Test dynamic array Python code

Above we have implemented a dynamic array class, I believe are very excited, next let’s test, see if it can succeed? In the same file, write the following test code:

def main(a):
    # Instantiate
    mylist = DynamicArray()

    # Append new element
    mylist.append(10)
    mylist.append(9)
    mylist.append(8)
    # Insert new element in given position
    mylist.insert(1.1024)
    mylist.insert(2.2019)
    # Check length
    print('The array length is: ', mylist.__len__())
    # Print the array
    print('Print the array: ')
    mylist._print()
    # Index
    print('The element at index 1 is :', mylist[1])
    # Remove element
    print('Remove 2019 in array:')
    mylist.remove(2019)
    mylist._print()
    # Pop element in given position
    print('Pop pos 2 in array:')
    # mylist.pop()
    mylist.pop(2)
    mylist._print()


if __name__ == '__main__':
    main()
Copy the code

The test results

Exciting moment. Here are the results. Please combine the test code with the structure of the array to understand, if there are omissions, welcome to point out.

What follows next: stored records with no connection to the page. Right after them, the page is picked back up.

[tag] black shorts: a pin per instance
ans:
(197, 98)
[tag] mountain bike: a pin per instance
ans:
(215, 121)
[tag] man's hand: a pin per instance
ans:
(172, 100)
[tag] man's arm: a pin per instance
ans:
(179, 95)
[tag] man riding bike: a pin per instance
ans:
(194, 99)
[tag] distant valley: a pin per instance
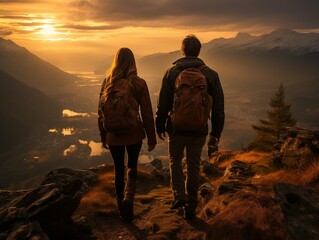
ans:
(34, 93)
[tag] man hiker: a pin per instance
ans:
(190, 93)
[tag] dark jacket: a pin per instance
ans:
(142, 96)
(166, 96)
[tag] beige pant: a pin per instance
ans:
(193, 147)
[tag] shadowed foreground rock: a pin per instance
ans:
(45, 212)
(300, 206)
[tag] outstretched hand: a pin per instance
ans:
(104, 145)
(161, 136)
(151, 147)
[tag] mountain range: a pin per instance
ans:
(32, 70)
(22, 109)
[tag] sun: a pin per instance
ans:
(47, 30)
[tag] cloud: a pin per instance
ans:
(200, 13)
(5, 32)
(89, 27)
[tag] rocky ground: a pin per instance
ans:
(243, 196)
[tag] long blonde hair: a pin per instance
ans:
(123, 66)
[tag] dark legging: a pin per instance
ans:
(117, 152)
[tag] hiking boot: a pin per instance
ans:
(189, 212)
(129, 193)
(120, 206)
(189, 215)
(178, 203)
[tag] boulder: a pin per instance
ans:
(237, 170)
(38, 213)
(300, 206)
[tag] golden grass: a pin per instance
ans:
(249, 216)
(101, 199)
(307, 177)
(247, 157)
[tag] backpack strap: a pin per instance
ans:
(201, 67)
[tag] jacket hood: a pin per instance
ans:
(188, 62)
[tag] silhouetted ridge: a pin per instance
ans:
(32, 70)
(22, 108)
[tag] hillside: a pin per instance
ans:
(243, 196)
(33, 71)
(22, 109)
(251, 68)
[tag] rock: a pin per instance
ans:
(210, 169)
(234, 186)
(103, 168)
(297, 148)
(156, 164)
(238, 169)
(300, 206)
(45, 212)
(88, 177)
(7, 195)
(223, 156)
(206, 192)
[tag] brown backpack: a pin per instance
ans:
(192, 103)
(121, 109)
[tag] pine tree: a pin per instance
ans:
(269, 131)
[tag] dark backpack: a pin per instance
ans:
(121, 109)
(192, 103)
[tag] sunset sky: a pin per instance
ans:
(78, 33)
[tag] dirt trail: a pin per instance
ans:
(153, 220)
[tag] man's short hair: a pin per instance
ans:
(191, 46)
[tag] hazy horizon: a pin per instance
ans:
(76, 34)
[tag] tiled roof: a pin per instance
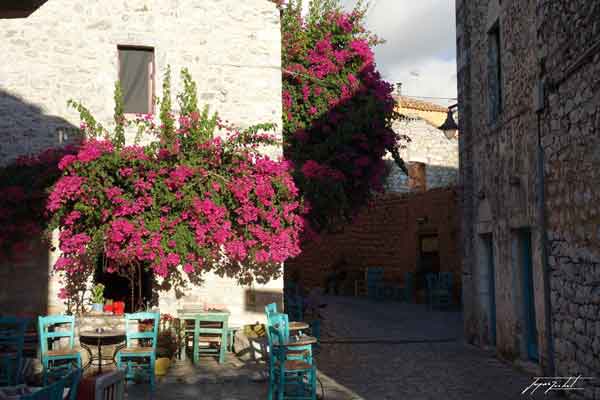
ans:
(414, 104)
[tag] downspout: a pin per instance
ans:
(550, 367)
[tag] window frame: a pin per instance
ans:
(496, 109)
(151, 73)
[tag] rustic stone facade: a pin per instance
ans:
(67, 49)
(427, 145)
(385, 234)
(516, 187)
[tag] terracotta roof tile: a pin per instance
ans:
(414, 104)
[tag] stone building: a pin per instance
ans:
(400, 232)
(57, 50)
(412, 227)
(429, 153)
(529, 97)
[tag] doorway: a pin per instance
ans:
(487, 284)
(429, 259)
(117, 287)
(528, 294)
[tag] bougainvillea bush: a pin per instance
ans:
(23, 192)
(189, 202)
(338, 112)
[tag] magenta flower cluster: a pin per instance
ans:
(178, 208)
(338, 112)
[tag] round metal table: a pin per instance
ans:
(99, 339)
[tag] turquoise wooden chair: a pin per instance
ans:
(55, 391)
(12, 341)
(289, 377)
(53, 360)
(139, 356)
(211, 329)
(270, 308)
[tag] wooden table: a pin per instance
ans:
(300, 341)
(99, 339)
(192, 314)
(298, 326)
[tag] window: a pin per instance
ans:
(136, 74)
(494, 73)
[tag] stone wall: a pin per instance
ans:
(68, 50)
(570, 127)
(385, 234)
(429, 146)
(553, 46)
(499, 174)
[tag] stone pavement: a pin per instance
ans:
(370, 351)
(407, 352)
(234, 380)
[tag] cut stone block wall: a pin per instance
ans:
(67, 49)
(429, 146)
(551, 70)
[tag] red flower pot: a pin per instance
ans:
(119, 307)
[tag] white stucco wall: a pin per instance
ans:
(68, 49)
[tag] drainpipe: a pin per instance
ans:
(540, 99)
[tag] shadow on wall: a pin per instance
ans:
(25, 129)
(19, 8)
(437, 176)
(256, 300)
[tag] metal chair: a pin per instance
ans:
(140, 357)
(12, 340)
(47, 327)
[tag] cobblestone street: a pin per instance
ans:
(370, 351)
(427, 361)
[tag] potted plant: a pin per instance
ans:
(109, 306)
(119, 307)
(97, 297)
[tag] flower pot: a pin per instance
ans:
(119, 307)
(162, 366)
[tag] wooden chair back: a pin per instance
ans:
(110, 386)
(137, 335)
(45, 324)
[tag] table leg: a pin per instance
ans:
(91, 356)
(99, 356)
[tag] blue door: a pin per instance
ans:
(528, 295)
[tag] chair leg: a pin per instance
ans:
(152, 375)
(271, 380)
(45, 373)
(222, 349)
(281, 388)
(313, 384)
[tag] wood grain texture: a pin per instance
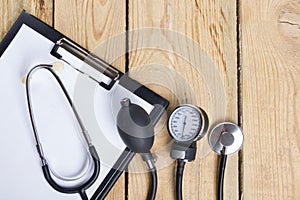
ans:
(93, 24)
(212, 26)
(271, 100)
(10, 10)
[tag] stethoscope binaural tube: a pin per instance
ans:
(91, 149)
(225, 138)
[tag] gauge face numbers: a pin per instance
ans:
(185, 123)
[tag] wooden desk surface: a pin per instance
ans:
(254, 47)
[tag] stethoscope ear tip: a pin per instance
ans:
(226, 138)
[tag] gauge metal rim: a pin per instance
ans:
(216, 133)
(201, 132)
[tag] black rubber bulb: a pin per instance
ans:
(135, 127)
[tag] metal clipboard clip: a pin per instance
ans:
(92, 60)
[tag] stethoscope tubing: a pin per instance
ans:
(45, 167)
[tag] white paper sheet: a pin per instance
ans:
(20, 168)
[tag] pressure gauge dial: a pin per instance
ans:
(187, 123)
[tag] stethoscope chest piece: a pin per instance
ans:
(226, 138)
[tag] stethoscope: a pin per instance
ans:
(225, 139)
(81, 189)
(186, 125)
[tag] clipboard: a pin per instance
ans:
(29, 42)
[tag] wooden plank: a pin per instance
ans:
(93, 25)
(212, 26)
(10, 10)
(271, 100)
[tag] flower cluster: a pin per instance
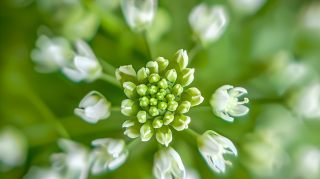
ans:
(157, 97)
(225, 102)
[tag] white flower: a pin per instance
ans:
(139, 14)
(168, 164)
(13, 148)
(51, 54)
(247, 6)
(208, 23)
(108, 155)
(93, 107)
(225, 102)
(212, 146)
(85, 65)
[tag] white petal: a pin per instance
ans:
(219, 162)
(239, 90)
(83, 49)
(224, 116)
(239, 110)
(162, 160)
(99, 142)
(208, 145)
(118, 161)
(85, 64)
(226, 143)
(115, 146)
(73, 75)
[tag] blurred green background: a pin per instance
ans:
(243, 56)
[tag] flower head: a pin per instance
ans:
(108, 155)
(212, 146)
(93, 107)
(225, 101)
(85, 65)
(139, 14)
(13, 148)
(168, 164)
(51, 54)
(157, 97)
(208, 23)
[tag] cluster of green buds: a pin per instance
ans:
(157, 98)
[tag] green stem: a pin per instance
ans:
(147, 41)
(193, 133)
(194, 51)
(110, 79)
(107, 67)
(133, 143)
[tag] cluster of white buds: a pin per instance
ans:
(208, 23)
(139, 14)
(56, 54)
(225, 102)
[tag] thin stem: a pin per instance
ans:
(147, 41)
(193, 133)
(107, 67)
(194, 51)
(133, 143)
(110, 79)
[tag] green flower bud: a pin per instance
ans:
(162, 106)
(172, 105)
(167, 119)
(160, 96)
(164, 135)
(170, 97)
(193, 95)
(171, 75)
(146, 131)
(153, 67)
(187, 77)
(177, 90)
(163, 84)
(142, 90)
(180, 122)
(157, 123)
(163, 91)
(163, 63)
(142, 116)
(153, 101)
(144, 101)
(181, 58)
(184, 107)
(153, 111)
(143, 75)
(152, 90)
(153, 78)
(129, 107)
(133, 128)
(129, 90)
(126, 73)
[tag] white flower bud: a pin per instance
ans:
(208, 23)
(139, 14)
(93, 107)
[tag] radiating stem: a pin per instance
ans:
(110, 79)
(133, 143)
(147, 41)
(193, 133)
(107, 67)
(194, 51)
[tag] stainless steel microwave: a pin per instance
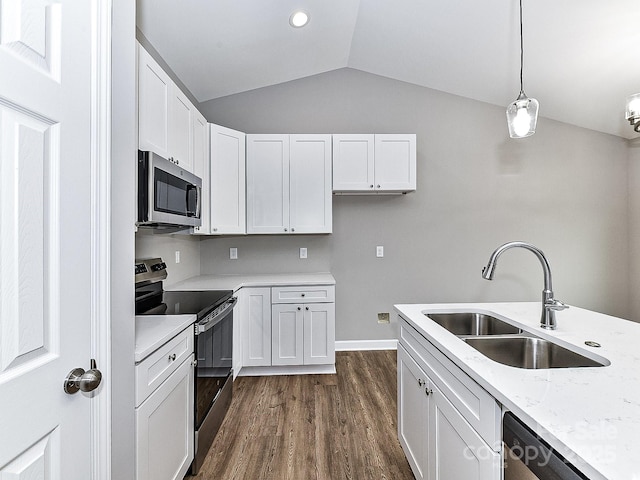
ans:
(169, 197)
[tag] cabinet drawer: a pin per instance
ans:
(303, 294)
(158, 366)
(474, 403)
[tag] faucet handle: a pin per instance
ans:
(557, 305)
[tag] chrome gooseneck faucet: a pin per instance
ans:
(549, 304)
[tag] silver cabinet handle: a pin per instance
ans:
(79, 380)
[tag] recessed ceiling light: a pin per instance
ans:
(299, 19)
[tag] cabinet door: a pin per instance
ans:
(353, 169)
(255, 314)
(319, 333)
(310, 184)
(153, 105)
(180, 128)
(164, 428)
(228, 193)
(413, 413)
(455, 448)
(395, 162)
(287, 334)
(267, 183)
(201, 168)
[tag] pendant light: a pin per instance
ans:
(522, 115)
(633, 111)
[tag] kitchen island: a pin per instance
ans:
(591, 415)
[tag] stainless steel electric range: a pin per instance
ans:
(213, 330)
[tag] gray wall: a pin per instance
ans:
(634, 228)
(565, 190)
(165, 246)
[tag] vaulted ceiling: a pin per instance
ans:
(581, 57)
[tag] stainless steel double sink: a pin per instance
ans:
(508, 344)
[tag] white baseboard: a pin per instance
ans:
(287, 370)
(351, 345)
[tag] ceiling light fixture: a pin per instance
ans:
(298, 19)
(522, 115)
(632, 112)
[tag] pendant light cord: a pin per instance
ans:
(521, 51)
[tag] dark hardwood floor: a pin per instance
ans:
(324, 427)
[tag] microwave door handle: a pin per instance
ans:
(198, 199)
(195, 213)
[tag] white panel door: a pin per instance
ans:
(310, 191)
(319, 333)
(153, 105)
(395, 162)
(353, 168)
(287, 347)
(180, 124)
(267, 183)
(228, 184)
(45, 237)
(201, 169)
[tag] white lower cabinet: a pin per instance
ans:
(448, 426)
(164, 413)
(287, 326)
(302, 334)
(254, 310)
(164, 428)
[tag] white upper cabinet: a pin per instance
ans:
(310, 203)
(165, 114)
(380, 163)
(228, 184)
(289, 184)
(153, 105)
(181, 115)
(201, 168)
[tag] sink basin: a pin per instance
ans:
(529, 352)
(471, 323)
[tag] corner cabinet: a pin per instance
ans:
(289, 184)
(303, 325)
(287, 329)
(380, 163)
(448, 426)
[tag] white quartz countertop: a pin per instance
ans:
(235, 282)
(153, 331)
(591, 415)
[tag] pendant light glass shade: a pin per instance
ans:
(632, 112)
(522, 116)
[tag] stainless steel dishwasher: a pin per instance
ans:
(528, 457)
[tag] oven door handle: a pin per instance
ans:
(201, 327)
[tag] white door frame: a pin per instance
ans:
(101, 235)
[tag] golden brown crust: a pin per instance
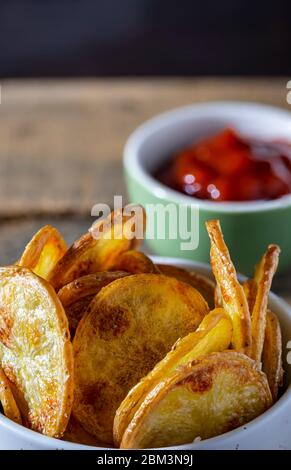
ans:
(213, 334)
(263, 277)
(207, 397)
(232, 293)
(35, 349)
(203, 284)
(272, 354)
(89, 254)
(7, 400)
(76, 433)
(43, 251)
(249, 287)
(78, 294)
(130, 326)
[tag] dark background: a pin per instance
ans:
(55, 38)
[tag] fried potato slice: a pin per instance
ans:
(202, 283)
(213, 334)
(205, 398)
(134, 262)
(272, 354)
(43, 251)
(76, 433)
(35, 349)
(263, 277)
(7, 400)
(129, 326)
(232, 294)
(217, 297)
(92, 253)
(77, 295)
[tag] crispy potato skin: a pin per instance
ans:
(130, 326)
(272, 354)
(202, 283)
(7, 400)
(89, 255)
(207, 397)
(213, 334)
(250, 289)
(77, 295)
(232, 293)
(76, 433)
(135, 262)
(43, 251)
(263, 277)
(35, 350)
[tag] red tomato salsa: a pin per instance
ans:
(227, 167)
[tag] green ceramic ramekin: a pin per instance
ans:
(248, 227)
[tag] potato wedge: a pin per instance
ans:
(75, 433)
(7, 400)
(134, 262)
(232, 294)
(207, 397)
(202, 283)
(263, 277)
(272, 354)
(217, 297)
(213, 334)
(35, 349)
(89, 255)
(129, 326)
(43, 251)
(77, 295)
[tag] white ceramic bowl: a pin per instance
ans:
(271, 430)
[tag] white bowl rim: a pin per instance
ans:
(53, 443)
(161, 191)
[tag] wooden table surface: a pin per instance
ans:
(61, 144)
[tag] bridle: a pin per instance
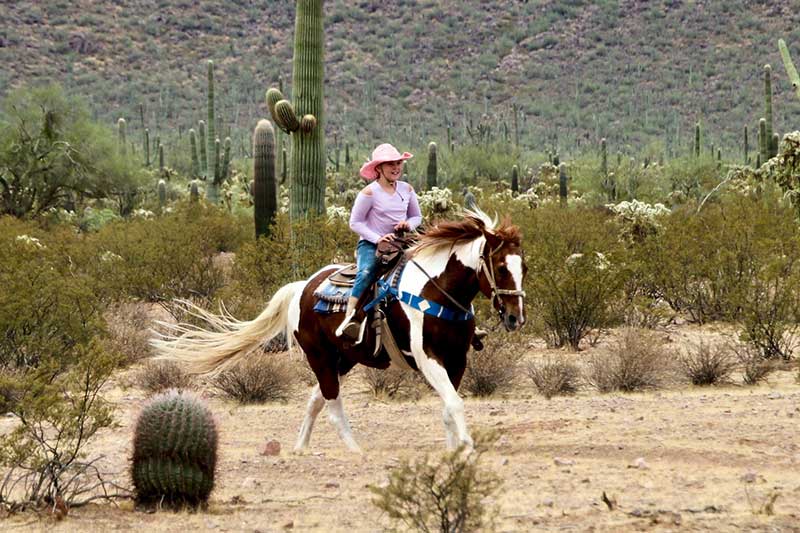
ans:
(488, 272)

The array length is:  5Print the array:10 1024 2019 9 8 
The element at index 1 is : 1024
Remove 2019 in array:
10 1024 9 8 
Pop pos 2 in array:
10 1024 8 
Copy the code

conclusion

From this introduction, we know that arrays have static and dynamic types. In this blog, we’ll focus on what a dynamic array is and implement it in Python code. Hopefully, you’ll learn about arrays in a complicated way. To sum up the statement, in fact, the more simple the operation, the realization principle behind may be very complex.